Some chickens have survived and hopefully they can carry on the lineage of my first flock into the future. There are always silver linings, but what I really feel for are the chickens. Too stupid to properly flee they felt immense fear and died yesterday, and that hurts me as the Buddhist or Fransiscan that I am inside. It makes me think of all those other nameless beings and ignored humans suffering and dying daily the world over. It is sad, and sometimes the human mind plus the reality of nature is sad. Saddness.
Stuck in the Middle
Nature is what she is, cruel and kind beautiful and bold. Sometimes I dislike the fact, the responsibility of the life forms, plant and animal that require my constant attention for their survival. In my life prior to farming pursuits I was a no impact sort of person. I strove to not impact other life beyond mere interaction with it. My philosophy grew as I went along and I now believe impacting the environment in a positive way is a modern requirement for an ethical life. But sometimes I wonder if I would be happier in a more carefree life. That is the burden of those who seek wisdom however. Life will never be bubblewrappable.

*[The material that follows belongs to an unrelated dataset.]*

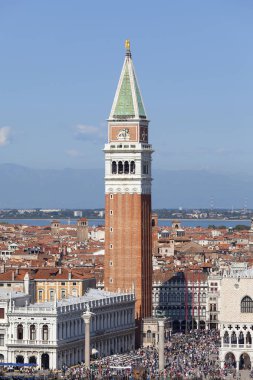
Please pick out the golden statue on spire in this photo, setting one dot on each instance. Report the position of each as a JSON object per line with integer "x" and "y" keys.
{"x": 127, "y": 44}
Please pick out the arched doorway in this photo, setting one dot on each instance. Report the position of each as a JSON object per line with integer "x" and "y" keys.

As I have moved along in my management techniques I have more and more removed elements that require my attention in favor of systems that subsist by themselves. And my dedicatetion to natural farming causes many more losses on the farm, but I know it is better. I know that these chickens lived greater lives than any factory farmed chicken. I know that the eggs produced have been equal to eggs not required from brutalized factory birds. I know that the nature of farming is both life and death and to create real change in the world we must constantly use our human intellect to weigh best land management techniques.
With this form of natural neglect, sometimes, comes more death than is easy to process. This form of agriculture requires the constant adjustment to what goes on and learning and working to make the system better and more resilient. Now if you will excuse me I have a dozen friends to bury.